As a teenager, I was put under the Child and Adolescent Mental Health Service and was found an NHS bed at the Priory Hospital in North London. I remain so grateful for that! I was on a specialist mental health unit that really helped me to come to terms with the diagnosis, and recover. Due to the nature of my episodes and my family history, my psychiatrist diagnosed me with bipolar disorder. This didn’t fully sink in for a long time. To be told you have a chronic illness at such a young age is really hard going – you have your entire future ahead of you, but this diagnosis can make it feel like a terrifying prospect.

After four months I was discharged into that future, having recovered through a combination of psychotherapy, group therapy and medication. The road would be a long one. Over the course of my recovery, I developed social anxiety and had panic attacks at the thought of going to parties or socialising with friends. I was ashamed of having bipolar disorder and of to where my mind could go when unmedicated. I had low self-esteem and was scared to be around people so I often withdrew. I was depressed and felt suicidal. Living this way proved extremely challenging. It was then that I began to write about my feelings in my own private journals. This was so liberating because I could share my heartache and troubles on paper. However, I didn’t speak online about it at all – I just wanted to fit in.

In 2014, aged 25, I ended up back in hospital again with the worst manic episode of my life so far. My thoughts were racing, I couldn’t sit still, and my mind rapidly went into a state of psychosis, which again came with delusions of being harmed by those close to me. I had no insight into how ill I was, but the psychosis meant that I needed urgent hospital treatment, and so I was sectioned under the mental health act. Things were different now though – I was an adult. It was incredibly frightening to be on the ward again – and I was there for another four months! I left hospital feeling deeply traumatised due to the experience.

I also left hospital feeling driven. I had been thinking for many years that I wanted to help others, and the trauma of my rehospitalisation and being sectioned gave me the fight I needed. `Life was too short,` I reasoned, once my mind had recovered. I needed to talk about mental health. I needed to express the reality of what so many people go through. I remembered how the letters from friends and family had helped me when I was hospitalised, and knew that I wanted to help others feel less alone.

In March 2016, I set up my blog Be Ur Own Light (beurownlight.com) to share my recovery process with friends and family. I found happiness and freedom in putting my thoughts out to the world. I wanted to educate people about anxiety and bipolar conditions, and show them that it’s possible to live a happy, fulfilling life. Amazingly, the blog just turned two and is nominated for a UK Blog award!
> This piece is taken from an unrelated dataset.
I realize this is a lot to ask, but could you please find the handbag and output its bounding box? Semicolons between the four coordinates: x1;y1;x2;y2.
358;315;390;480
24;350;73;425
Alongside my own blog, I began to share my experiences with mental health charities to help spread awareness. I slowly started writing more and more, including a few articles for HuffPost on mental health. This year I decided on a career change and became a full-time writer with the goal of beating mental health stigma. I now blog about mental health and lifestyle for Metro Online. I also had a dream come true when I was featured on the Glamour UK Magazine website, writing about dating and mental health! This month I was featured in an article in Cosmopolitan and Elle, which was just amazing! I also shared my story with my local Jewish community in national newspaper the Jewish News, which was nerve wracking at first. I also volunteer for the mental health charity Jami in order to bring a mental health awareness weekend to the Jewish community!

I have found freedom and recovery through writing and sharing my experiences. When I was so ill at age 16, mental health was far less talked about. Now, with my experience behind me, I feel like I can contribute to the wider conversation and help other people by raising my voice. I don’t want anyone to feel alone or isolated like I did, and I hope my writing can help to lessen that.